Loving God and knowing Him are the result of growth because you are living by the Word of God day in and day out, and as a result of that there is growth to spiritual maturity, and as a result of that we are loving one another and are loving God.

1 John 2:4 NASB "The one who says, "I have come to know Him," and does not keep His commandments, is a liar, and the truth is not in him." This is not saying he is not saved, he is just saying he is claiming to be a mature believer and is not, he is still an arrogant baby believer.

1 John 2:5 NASB "but whoever keeps His word, in him the love of God has truly been perfected [TELEIOO, to be mature]. By this we know that we are in Him." So what we are talking about here in terms of victory over the world is related to knowing God and to loving God, and all this has to do with reaching spiritual maturity, not to getting saved.
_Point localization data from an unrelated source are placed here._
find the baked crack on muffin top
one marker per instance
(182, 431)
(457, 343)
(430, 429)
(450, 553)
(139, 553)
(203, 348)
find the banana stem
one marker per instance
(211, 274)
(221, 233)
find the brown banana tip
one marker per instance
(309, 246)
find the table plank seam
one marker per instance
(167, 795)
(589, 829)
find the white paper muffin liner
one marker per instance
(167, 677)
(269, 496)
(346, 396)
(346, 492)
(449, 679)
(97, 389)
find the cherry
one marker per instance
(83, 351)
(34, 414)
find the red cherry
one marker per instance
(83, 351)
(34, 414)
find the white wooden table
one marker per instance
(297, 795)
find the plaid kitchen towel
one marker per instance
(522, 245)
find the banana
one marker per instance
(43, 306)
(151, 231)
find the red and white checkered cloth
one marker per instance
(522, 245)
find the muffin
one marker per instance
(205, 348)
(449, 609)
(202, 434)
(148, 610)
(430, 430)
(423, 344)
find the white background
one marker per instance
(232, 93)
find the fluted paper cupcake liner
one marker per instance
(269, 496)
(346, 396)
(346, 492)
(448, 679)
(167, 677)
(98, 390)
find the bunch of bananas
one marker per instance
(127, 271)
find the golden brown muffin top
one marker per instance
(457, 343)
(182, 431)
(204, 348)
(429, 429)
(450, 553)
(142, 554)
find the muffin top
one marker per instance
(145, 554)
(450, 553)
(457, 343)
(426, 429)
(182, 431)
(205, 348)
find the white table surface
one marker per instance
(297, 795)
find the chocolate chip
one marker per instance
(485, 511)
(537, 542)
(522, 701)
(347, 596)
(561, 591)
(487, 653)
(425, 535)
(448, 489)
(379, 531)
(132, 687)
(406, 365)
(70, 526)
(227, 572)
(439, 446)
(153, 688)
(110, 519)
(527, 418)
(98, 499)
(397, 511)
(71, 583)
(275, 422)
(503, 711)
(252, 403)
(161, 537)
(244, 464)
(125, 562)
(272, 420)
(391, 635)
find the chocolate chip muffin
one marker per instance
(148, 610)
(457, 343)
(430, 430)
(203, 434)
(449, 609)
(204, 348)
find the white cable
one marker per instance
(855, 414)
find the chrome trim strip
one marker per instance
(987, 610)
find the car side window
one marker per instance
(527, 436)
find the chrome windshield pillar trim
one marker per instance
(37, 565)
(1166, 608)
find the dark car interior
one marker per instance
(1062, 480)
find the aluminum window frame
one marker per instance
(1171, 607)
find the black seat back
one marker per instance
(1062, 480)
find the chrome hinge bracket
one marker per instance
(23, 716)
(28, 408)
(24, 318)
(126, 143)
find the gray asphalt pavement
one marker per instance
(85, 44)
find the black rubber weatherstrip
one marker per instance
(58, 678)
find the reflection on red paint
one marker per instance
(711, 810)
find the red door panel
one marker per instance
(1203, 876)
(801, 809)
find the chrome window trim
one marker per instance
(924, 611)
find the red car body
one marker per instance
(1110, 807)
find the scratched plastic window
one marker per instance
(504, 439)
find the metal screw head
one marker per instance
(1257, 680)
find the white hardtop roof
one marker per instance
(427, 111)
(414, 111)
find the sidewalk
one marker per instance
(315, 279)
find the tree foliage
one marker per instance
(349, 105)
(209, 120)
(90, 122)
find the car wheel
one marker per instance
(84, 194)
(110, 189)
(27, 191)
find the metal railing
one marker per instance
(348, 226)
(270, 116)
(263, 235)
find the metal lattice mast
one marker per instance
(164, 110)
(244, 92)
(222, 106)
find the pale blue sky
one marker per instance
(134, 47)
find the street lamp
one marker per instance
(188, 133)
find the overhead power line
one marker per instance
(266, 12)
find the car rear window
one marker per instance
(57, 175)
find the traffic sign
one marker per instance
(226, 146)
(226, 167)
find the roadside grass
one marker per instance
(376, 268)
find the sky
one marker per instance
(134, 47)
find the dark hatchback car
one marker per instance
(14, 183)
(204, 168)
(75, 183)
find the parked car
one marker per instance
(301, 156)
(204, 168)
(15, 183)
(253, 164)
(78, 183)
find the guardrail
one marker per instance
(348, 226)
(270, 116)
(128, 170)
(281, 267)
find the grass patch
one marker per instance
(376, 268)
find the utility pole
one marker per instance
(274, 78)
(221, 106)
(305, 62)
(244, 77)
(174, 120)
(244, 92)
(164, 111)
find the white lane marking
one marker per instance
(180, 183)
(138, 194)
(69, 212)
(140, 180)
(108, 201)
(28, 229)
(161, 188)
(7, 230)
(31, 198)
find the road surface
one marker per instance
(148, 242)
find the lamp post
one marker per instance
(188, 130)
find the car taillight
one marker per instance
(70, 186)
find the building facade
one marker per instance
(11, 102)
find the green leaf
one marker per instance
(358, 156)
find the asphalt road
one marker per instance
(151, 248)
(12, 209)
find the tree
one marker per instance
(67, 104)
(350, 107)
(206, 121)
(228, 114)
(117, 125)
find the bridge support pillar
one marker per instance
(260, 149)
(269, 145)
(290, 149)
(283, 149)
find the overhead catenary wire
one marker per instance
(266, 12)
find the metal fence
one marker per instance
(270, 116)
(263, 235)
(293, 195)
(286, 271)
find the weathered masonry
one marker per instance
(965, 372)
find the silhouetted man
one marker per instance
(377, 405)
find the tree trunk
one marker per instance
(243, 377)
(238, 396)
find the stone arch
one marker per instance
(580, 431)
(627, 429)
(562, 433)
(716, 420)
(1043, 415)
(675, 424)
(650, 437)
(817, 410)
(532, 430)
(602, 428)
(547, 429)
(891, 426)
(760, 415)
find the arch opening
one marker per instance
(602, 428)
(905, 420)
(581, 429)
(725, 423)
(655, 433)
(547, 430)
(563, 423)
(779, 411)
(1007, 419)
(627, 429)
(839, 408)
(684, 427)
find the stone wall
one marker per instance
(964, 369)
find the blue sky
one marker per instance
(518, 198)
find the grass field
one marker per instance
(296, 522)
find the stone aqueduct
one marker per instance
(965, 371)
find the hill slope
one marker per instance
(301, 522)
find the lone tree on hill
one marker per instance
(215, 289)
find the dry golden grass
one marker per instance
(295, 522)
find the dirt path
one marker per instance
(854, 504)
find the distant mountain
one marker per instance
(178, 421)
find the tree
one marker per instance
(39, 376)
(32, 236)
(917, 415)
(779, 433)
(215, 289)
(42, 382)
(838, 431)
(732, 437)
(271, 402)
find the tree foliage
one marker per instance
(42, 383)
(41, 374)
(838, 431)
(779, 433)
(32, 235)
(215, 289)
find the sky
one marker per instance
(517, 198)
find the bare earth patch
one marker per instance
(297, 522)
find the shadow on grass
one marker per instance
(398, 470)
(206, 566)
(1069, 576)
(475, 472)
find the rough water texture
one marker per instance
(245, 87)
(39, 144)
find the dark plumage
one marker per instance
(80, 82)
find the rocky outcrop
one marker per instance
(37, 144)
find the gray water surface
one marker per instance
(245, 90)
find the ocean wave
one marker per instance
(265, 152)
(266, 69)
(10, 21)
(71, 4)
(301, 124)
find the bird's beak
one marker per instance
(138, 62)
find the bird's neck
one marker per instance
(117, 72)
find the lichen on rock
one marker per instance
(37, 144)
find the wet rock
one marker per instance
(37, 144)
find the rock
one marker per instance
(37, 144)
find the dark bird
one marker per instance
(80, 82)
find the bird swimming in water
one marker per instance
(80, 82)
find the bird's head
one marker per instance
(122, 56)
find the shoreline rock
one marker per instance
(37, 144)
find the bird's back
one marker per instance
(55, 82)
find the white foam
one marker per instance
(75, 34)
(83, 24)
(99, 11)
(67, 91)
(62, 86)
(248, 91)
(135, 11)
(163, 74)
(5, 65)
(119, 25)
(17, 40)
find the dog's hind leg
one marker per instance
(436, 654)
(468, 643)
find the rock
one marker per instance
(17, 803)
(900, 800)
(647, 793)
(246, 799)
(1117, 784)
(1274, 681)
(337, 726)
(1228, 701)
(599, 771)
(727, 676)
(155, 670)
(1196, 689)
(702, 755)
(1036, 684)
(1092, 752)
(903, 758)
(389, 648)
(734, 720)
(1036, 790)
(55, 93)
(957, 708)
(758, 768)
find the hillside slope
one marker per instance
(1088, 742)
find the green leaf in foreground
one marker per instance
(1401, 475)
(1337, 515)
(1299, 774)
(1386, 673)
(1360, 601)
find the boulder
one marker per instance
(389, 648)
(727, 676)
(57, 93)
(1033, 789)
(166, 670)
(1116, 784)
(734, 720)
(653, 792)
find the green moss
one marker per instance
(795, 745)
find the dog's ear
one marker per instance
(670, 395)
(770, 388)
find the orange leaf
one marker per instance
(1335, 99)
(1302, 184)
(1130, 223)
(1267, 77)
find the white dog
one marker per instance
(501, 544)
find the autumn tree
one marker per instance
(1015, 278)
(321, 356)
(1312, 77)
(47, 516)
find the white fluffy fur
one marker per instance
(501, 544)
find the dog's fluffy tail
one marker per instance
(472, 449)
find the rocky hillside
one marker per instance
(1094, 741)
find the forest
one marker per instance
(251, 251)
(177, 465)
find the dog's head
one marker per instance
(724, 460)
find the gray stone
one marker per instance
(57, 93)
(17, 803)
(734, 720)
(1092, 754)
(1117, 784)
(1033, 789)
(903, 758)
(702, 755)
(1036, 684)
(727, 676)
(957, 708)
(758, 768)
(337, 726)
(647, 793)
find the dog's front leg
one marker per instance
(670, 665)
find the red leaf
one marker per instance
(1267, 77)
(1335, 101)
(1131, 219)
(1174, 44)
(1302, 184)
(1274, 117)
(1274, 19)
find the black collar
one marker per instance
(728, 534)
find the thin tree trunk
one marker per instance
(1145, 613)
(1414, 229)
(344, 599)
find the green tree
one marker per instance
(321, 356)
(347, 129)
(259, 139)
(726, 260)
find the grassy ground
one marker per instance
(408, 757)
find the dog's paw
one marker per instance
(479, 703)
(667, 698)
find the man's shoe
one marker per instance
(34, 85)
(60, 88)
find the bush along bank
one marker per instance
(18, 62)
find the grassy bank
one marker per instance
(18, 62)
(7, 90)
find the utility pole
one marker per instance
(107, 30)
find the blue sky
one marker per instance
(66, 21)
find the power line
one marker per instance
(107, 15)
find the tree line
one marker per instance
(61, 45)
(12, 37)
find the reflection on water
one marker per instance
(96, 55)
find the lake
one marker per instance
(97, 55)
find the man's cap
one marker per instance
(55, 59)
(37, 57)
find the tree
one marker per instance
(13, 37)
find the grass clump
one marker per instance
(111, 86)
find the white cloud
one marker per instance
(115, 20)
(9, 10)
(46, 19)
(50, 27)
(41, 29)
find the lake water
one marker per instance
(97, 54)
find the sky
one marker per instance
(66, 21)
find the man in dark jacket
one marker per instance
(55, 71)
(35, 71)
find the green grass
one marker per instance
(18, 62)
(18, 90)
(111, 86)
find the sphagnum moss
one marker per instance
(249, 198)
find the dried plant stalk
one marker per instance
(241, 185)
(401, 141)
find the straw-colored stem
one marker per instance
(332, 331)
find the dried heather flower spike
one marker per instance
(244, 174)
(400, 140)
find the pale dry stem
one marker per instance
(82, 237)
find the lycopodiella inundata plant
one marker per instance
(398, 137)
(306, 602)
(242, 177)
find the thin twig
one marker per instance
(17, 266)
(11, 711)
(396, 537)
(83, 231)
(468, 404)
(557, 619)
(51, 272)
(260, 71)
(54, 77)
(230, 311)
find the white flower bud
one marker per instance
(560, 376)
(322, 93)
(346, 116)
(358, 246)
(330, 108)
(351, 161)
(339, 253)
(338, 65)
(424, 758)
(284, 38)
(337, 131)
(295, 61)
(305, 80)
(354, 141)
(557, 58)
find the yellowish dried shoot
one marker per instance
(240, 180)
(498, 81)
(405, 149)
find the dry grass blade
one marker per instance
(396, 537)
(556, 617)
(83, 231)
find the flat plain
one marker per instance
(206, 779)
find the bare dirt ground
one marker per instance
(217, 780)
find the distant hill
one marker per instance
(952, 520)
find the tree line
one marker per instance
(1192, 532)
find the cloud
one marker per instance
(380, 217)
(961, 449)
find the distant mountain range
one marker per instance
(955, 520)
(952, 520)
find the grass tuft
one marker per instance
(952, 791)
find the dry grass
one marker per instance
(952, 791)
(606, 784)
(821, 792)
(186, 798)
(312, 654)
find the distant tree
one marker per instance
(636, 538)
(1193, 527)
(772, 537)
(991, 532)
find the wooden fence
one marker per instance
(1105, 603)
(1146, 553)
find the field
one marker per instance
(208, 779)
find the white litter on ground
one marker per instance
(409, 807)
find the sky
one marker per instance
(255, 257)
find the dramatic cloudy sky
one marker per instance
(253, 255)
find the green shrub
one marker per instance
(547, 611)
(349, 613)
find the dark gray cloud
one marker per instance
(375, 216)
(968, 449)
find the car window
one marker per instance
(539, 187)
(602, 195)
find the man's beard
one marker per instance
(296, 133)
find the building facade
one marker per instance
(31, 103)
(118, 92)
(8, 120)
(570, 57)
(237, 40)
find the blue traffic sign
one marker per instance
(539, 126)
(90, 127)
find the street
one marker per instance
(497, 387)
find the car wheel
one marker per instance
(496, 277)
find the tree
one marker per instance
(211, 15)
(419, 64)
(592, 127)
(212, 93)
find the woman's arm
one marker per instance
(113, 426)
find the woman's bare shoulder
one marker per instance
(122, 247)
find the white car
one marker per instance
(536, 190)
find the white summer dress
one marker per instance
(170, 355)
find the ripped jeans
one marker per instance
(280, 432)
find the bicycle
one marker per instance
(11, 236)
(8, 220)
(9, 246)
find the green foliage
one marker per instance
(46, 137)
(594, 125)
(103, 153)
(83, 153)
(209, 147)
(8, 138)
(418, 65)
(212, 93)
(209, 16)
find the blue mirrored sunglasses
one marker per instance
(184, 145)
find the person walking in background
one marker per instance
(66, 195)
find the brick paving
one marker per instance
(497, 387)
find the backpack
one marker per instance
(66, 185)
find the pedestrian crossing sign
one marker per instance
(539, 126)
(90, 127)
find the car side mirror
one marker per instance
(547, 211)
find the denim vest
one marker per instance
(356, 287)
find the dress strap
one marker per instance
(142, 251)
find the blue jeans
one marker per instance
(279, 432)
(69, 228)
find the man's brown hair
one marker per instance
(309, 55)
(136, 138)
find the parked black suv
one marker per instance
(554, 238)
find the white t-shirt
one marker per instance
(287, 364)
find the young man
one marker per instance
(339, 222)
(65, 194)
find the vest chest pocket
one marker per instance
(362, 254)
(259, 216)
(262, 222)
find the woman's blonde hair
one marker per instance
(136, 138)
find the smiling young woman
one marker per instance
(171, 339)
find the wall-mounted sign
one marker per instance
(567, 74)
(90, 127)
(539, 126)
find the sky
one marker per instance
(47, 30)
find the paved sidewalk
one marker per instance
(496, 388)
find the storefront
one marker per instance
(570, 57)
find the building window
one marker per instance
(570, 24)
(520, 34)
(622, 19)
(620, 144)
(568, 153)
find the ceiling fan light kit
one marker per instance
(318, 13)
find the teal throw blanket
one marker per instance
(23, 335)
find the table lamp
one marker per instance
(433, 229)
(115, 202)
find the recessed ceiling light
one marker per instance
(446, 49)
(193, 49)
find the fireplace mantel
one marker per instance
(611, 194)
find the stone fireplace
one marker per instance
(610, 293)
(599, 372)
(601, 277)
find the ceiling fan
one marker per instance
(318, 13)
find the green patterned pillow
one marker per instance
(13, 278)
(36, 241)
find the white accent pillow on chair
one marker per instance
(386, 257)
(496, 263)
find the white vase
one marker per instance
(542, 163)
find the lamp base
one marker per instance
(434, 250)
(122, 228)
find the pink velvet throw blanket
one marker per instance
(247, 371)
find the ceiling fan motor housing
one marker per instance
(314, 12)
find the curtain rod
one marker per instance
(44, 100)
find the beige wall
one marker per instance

When we get back to 1 John 5:4, John is saying, whoever is born of God [and living like it] overcomes the world; and this is the victory that has overcome the world—our faith [the body of doctrine that we have learned from the Word of God and we apply to the temptations related to the world]." 1 John 5:5 NASB "Who is the one who overcomes the world, but he who believes that Jesus is the Son of God?" The one who doesn't believe that Jesus is the Son of God can't overcome the world. Only the believer has the tools, the power, the Word of God and the Spirit of God to be able to overcome the world. The unbeliever can't.

The challenge from Revelation is that we all need to be overcomers. The incentive is that we can sit on the throne with Jesus, even as he overcame the world and sat on His Father's throne. The incentive is to rule and reign with the Lord Jesus Christ in His coming kingdom.